After you are familiar with the vendors and their credentials, ask for a complete proposal. Be certain that you understand thoroughly the time and costs required to implement the system. If you are looking for a low-cost, out-of-the-box solution, remember that it will not take your special needs into account.

As part of the proposal, ask for a presentation that shows how the CMS will work in your environment with your content. Be certain to meet with the people who will work with you on implementation. Sometimes it’s the personal relationships and comfort-level that are more important than the technical functionality.

Ask for references

Ask for the names of managers and other individuals in companies that have implemented the CMS. If at all possible, conduct one or two visits to the companies.

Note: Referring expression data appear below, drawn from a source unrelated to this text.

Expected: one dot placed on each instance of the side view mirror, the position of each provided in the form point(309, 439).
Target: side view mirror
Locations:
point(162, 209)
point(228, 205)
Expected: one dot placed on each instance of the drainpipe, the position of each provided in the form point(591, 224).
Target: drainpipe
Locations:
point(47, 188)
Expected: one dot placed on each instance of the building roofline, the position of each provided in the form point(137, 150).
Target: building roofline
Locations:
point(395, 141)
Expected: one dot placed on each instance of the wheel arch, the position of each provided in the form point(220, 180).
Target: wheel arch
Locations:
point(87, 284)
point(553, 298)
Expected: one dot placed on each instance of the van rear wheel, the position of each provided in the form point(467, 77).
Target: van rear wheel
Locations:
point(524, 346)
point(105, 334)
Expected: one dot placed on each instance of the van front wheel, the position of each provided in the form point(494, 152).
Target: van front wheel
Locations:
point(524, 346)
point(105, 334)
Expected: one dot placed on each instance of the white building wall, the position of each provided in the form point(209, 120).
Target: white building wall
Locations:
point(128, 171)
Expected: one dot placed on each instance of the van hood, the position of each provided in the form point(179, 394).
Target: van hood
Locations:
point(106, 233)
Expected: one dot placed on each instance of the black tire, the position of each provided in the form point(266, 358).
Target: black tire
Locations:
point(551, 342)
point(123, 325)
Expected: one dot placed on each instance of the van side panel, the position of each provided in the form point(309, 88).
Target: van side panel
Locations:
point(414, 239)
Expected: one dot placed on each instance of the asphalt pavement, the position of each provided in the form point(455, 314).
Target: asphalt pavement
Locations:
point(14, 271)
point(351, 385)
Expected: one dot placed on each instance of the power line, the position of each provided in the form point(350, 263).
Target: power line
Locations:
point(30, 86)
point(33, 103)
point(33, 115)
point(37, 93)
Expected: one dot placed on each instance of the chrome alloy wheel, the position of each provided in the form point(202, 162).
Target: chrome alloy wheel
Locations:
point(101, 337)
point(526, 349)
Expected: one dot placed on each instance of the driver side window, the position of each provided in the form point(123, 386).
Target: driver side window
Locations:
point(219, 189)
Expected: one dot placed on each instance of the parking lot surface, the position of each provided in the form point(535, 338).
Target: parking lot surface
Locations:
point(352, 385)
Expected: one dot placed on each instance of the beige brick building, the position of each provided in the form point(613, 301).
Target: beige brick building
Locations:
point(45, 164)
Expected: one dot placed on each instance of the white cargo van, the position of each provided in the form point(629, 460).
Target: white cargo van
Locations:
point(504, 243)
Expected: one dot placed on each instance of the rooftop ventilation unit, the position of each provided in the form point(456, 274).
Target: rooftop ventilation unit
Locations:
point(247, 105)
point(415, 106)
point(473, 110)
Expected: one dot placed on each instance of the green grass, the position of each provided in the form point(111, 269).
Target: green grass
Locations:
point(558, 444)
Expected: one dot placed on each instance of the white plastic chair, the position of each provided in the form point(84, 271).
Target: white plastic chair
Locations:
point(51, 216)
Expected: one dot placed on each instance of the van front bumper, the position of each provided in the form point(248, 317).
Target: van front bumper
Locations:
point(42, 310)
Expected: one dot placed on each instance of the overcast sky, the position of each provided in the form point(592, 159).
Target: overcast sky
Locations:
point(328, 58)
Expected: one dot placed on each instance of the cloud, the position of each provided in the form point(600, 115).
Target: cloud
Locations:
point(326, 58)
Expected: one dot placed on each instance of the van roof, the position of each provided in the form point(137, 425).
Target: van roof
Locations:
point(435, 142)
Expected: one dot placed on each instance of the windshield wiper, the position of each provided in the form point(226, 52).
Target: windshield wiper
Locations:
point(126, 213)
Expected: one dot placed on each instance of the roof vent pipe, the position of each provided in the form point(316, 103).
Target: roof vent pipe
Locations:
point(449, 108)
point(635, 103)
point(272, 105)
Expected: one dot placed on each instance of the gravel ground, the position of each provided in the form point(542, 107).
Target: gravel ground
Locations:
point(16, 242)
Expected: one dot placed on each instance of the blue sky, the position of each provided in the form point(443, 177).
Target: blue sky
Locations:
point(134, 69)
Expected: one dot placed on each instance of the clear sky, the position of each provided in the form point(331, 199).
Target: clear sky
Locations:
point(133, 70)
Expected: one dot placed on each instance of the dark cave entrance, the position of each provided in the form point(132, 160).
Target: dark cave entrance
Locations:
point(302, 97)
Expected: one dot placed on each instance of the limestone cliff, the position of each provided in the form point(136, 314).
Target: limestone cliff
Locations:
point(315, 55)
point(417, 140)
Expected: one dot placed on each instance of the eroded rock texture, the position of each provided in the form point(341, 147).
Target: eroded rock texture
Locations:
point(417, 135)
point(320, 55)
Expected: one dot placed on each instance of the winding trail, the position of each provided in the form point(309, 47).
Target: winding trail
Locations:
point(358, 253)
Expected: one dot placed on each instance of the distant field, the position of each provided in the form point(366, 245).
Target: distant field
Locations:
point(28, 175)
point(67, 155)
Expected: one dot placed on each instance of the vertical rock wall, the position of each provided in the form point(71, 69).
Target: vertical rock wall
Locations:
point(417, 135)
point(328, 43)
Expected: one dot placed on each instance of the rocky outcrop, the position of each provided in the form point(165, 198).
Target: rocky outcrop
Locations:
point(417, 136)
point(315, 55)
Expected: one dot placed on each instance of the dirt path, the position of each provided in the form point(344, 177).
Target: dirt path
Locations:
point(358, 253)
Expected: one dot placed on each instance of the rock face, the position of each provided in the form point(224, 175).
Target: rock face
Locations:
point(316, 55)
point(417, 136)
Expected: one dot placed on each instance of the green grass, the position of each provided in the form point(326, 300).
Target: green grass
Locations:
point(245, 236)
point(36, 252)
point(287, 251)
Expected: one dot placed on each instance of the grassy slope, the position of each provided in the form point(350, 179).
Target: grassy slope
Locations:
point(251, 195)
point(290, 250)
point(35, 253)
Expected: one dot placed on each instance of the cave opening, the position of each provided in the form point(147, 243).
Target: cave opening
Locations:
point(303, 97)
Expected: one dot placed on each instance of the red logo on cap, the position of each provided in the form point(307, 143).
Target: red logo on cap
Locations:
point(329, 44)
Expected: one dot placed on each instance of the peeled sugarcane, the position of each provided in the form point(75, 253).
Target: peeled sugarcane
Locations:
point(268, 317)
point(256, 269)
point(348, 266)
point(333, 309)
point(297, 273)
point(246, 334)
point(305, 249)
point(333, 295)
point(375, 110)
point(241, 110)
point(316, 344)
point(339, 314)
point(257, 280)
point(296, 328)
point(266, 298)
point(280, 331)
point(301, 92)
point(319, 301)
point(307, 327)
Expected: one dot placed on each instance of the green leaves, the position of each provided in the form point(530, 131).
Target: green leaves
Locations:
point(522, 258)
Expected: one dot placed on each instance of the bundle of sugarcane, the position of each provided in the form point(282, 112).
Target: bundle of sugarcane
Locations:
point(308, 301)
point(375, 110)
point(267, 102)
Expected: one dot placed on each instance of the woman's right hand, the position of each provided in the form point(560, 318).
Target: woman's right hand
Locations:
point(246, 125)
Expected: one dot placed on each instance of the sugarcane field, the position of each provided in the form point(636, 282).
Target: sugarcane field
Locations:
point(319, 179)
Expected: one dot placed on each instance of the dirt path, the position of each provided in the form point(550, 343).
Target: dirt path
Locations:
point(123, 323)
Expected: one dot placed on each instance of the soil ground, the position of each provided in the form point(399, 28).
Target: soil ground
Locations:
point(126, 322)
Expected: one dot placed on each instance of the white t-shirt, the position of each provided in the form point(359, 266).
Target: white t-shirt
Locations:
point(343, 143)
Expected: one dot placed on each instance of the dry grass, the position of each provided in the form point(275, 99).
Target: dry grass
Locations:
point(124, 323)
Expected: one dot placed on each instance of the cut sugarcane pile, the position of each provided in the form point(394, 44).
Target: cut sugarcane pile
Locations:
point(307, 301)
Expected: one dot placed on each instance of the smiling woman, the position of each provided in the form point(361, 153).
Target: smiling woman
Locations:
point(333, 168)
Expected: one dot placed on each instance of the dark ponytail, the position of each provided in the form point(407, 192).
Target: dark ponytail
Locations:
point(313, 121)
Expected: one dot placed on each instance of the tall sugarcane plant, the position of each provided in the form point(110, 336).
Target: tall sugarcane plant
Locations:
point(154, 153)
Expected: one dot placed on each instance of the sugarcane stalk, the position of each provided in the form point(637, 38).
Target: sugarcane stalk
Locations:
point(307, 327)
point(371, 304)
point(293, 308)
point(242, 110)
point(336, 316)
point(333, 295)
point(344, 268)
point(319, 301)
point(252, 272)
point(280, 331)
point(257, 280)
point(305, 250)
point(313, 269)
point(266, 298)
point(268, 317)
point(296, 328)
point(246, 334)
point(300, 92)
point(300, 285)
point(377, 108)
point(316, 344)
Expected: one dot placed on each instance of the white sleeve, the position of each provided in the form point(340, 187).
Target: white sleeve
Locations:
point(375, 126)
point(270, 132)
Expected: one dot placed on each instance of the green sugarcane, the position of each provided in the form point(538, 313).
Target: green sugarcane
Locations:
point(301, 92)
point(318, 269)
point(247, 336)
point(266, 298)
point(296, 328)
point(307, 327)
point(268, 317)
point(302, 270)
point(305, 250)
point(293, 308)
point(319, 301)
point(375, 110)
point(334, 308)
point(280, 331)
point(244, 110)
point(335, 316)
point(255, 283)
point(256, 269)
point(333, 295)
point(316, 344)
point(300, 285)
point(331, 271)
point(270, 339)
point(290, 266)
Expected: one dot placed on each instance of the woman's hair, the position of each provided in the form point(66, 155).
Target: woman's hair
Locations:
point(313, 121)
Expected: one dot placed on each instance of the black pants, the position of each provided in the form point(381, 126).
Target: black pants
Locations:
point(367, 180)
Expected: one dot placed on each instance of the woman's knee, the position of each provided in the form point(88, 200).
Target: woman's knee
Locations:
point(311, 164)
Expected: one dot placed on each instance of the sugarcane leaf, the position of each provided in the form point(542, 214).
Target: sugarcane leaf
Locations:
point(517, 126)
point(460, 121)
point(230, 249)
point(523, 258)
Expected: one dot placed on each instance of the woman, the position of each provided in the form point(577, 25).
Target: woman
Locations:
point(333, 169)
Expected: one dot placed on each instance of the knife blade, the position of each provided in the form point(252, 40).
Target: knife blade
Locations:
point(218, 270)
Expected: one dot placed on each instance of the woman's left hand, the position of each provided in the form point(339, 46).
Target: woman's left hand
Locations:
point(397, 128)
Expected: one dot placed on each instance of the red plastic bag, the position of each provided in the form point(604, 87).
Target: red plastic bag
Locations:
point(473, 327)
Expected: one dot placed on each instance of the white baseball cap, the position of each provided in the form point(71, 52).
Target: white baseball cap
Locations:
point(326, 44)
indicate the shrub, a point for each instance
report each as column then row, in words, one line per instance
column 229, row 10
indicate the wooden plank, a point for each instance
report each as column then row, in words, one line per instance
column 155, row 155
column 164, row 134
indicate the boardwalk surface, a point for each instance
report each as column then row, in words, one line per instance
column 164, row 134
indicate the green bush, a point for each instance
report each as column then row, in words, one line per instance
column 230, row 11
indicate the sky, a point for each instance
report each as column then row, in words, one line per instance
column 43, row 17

Actually seeing a system in place is invaluable, providing a more in-depth understanding of the benefits and challenges than phone calls will ever do.

Test drive the system

Inquire if it is possible to use a basic version of the product for a Proof of Concept (POC) project. You may not get all the bells and whistles in the POC but your team members will get a better idea of how the system actually works. Remember that everything seems strange and difficult at first. Give your staff time to adjust to the new concepts. Once you’ve made a purchase decision, use the system right away in a pilot project. Don’t let it sit on a shelf, even if you’re not 100 percent sure of your new Information Model. Produce some immediate results that you can brag about and share with the senior managers who gave you the financial support you needed.

Communicate and communicate again about the advantages of the new system. Be honest about the challenges. Everything new takes getting used to and anything worthwhile requires an investment in time and effort as well as money. Content management provides you with a tremendous asset and will pay for itself with additional benefits, but only if you make the right decision.